With this in mind, respond to the follow quote from this week’s reading, also from Lisa Delpit:
[Teachers] should recognize that the linguistic form a student brings to school is intimately connected with loved one’s community, and personal identity. To suggest that this form is “wrong” or, even worse, ignorant, is to suggest that something is wrong with the student and his or her family. (p.33)

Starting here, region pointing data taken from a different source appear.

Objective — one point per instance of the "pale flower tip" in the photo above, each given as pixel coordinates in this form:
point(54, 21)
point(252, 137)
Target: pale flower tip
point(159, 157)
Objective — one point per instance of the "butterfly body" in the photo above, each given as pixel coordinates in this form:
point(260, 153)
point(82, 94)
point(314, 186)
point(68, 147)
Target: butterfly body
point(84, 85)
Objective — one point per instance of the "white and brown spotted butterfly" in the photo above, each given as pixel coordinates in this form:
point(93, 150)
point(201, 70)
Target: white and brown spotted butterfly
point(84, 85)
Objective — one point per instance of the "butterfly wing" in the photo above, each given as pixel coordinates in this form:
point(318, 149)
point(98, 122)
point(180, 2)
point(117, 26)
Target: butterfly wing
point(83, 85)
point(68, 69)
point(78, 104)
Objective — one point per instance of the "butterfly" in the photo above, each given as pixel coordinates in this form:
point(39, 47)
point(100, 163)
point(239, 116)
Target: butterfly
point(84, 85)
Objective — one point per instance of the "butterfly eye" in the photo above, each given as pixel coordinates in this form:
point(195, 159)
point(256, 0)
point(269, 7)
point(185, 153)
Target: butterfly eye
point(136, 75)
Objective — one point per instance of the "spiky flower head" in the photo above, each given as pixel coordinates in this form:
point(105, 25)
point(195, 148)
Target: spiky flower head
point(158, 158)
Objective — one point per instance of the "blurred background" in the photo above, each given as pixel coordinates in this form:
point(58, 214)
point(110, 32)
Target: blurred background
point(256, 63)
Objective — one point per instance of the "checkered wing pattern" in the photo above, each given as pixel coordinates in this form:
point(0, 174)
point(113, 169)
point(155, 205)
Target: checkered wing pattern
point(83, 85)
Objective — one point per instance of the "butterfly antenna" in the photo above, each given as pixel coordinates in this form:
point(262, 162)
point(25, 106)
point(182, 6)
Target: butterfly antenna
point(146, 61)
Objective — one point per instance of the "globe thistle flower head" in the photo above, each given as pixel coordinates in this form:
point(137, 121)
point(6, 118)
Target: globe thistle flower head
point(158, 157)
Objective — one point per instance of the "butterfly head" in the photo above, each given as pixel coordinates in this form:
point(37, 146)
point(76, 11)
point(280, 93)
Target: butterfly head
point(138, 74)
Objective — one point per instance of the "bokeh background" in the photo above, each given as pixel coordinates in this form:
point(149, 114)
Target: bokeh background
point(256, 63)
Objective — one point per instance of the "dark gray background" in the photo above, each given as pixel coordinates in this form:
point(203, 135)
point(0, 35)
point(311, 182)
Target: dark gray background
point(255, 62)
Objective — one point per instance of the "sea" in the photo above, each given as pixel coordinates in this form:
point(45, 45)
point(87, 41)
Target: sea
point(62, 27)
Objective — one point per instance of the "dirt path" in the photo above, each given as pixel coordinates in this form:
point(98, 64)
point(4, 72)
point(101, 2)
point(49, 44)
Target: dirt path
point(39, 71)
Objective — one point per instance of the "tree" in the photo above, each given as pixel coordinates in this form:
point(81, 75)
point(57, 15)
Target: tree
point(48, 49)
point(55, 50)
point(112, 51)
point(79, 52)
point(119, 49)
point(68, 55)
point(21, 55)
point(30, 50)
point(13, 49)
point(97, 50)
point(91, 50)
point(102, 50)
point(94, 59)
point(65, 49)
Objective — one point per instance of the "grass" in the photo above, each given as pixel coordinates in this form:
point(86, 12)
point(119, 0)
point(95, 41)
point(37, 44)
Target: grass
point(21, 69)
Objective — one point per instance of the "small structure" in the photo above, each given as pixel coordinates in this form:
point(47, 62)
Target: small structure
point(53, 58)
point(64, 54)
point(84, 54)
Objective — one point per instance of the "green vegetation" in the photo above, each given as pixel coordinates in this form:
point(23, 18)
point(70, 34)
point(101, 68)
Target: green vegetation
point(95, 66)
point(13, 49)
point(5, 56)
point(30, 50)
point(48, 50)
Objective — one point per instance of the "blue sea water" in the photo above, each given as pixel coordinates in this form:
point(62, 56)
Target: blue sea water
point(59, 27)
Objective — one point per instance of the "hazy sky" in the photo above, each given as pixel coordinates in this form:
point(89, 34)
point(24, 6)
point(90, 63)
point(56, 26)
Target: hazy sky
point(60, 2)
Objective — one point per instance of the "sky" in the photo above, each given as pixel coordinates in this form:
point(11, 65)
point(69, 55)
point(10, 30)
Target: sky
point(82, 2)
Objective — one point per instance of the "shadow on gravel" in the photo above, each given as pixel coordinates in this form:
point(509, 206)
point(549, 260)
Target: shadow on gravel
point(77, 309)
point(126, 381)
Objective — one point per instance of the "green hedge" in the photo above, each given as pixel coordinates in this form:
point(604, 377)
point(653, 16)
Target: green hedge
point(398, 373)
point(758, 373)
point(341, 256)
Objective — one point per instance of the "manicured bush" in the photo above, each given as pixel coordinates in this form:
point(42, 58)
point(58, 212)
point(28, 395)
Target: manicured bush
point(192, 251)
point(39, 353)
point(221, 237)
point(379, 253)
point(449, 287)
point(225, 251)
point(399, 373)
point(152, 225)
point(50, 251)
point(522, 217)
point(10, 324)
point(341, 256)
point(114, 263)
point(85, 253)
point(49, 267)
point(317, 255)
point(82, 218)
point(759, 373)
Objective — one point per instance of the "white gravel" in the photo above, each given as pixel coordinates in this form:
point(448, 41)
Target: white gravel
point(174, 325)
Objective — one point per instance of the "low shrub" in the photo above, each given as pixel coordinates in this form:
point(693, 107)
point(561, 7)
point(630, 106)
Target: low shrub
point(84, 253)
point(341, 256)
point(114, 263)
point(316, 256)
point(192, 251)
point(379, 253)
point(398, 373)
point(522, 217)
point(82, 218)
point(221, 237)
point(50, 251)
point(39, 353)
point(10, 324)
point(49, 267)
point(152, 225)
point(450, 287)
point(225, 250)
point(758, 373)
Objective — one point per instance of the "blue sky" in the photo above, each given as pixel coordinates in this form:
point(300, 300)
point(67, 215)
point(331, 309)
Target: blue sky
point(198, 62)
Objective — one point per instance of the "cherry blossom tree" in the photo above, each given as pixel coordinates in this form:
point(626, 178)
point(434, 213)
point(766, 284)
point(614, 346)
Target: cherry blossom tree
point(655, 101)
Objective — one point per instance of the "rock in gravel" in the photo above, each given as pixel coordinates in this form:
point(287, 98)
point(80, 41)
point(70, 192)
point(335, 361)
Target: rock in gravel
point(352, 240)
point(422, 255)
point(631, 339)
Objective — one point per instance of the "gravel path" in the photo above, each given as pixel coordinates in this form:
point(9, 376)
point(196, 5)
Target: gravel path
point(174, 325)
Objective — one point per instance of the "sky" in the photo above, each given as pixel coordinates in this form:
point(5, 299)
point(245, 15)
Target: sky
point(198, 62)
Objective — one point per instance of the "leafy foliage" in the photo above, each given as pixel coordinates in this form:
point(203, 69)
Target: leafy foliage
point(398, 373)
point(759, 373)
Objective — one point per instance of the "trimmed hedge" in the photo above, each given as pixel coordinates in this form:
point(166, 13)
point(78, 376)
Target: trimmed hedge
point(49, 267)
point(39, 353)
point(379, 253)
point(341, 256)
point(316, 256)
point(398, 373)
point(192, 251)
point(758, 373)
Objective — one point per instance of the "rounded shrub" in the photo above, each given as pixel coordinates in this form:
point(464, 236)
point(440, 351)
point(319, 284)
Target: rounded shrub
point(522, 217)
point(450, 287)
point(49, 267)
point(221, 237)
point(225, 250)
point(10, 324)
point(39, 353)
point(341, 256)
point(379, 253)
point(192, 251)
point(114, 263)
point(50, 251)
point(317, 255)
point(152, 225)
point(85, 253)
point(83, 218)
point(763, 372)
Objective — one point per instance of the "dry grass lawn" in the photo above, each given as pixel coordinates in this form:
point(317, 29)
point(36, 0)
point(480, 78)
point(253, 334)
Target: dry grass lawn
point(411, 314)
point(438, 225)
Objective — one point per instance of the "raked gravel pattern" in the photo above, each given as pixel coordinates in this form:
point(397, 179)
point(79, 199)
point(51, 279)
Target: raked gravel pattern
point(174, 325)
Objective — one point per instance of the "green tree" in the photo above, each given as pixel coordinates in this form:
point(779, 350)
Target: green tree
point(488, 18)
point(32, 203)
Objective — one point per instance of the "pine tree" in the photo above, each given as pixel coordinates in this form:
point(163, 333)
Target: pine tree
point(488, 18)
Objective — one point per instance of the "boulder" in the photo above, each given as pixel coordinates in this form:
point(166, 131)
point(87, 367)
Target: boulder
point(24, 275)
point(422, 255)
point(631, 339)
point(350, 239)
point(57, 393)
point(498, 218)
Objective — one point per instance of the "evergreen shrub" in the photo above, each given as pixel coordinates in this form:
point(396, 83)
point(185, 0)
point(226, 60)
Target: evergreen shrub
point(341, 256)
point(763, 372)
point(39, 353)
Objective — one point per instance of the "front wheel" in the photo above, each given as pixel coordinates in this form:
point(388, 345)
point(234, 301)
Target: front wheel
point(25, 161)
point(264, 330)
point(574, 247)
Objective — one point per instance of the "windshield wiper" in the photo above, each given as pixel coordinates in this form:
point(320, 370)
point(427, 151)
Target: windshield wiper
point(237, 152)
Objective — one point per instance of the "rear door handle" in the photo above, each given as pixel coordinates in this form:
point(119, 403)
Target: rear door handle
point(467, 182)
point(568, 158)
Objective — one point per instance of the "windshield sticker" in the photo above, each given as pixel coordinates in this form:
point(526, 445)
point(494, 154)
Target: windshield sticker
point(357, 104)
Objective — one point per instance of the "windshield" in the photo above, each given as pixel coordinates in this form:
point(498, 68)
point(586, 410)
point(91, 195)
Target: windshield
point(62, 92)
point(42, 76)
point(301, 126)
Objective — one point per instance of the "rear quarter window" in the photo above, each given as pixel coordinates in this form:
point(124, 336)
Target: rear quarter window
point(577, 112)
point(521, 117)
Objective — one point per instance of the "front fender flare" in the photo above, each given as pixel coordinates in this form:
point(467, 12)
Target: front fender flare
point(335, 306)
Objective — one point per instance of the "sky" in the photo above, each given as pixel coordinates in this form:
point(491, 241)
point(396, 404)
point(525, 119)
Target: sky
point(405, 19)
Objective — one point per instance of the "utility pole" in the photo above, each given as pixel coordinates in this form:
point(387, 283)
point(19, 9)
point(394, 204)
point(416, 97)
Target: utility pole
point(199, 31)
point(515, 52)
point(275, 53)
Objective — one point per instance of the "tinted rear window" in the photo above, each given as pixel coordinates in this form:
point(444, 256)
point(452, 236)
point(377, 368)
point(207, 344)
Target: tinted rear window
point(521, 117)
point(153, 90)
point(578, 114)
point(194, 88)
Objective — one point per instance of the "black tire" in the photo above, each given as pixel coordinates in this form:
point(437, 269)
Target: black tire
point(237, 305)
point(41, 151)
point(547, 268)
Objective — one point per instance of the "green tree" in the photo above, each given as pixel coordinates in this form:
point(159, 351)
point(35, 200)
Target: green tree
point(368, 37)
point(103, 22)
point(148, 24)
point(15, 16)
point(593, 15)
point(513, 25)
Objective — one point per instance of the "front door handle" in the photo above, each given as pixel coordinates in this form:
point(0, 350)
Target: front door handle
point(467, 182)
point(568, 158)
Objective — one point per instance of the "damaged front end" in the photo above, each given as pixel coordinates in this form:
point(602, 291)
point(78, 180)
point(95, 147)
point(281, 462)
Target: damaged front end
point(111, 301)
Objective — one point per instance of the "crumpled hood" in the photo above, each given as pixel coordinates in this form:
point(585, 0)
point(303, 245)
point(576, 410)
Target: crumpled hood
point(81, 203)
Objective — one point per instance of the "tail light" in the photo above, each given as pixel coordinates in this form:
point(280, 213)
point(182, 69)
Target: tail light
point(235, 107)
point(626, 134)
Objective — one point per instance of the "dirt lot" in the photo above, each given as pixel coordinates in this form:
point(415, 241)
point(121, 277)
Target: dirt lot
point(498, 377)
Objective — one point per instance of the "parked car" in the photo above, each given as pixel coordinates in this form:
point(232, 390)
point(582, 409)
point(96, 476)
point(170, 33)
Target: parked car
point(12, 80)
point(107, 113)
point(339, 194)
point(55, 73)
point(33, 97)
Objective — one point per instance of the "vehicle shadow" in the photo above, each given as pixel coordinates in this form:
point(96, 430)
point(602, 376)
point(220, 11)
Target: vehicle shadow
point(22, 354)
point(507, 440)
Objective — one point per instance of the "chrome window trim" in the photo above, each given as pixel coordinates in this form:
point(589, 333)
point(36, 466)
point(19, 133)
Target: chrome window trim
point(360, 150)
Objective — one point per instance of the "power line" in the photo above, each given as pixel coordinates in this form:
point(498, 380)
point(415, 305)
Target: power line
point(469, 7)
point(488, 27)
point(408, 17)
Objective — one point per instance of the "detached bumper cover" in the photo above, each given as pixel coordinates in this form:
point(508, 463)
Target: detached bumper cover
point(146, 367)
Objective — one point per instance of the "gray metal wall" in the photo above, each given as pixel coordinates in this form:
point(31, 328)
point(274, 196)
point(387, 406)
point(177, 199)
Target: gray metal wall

I completely agree with what Lisa Delpit is
saying. I do not think it is right to tell the child that what they grew up
around, and the way their family speaks is wrong. But, I do think that there is
a time and a place to speak in certain ways. The language, in which Lisa is
talking about, is Ebonics. I do not think it is racist to say that that form of
language is just an informal dialect of English. Many people in a formal
workplace would not hire one who speaks in Ebonics, and I believe that to be
factual. Sadly, it is looked down upon and people who speak that way are looked
at as incapable to hold a higher level job. That is why I believe we need to
teach children to code speak. It is one thing to speak that way at home, and
another to speak it at school or at a job. If we teach children to code switch,
it is the best of both worlds. They can communicate with everyone in the way
that best fits the situation they are in. They will never feel out of place, or
undermined in any way, if they can speak Ebonics as well as formal English.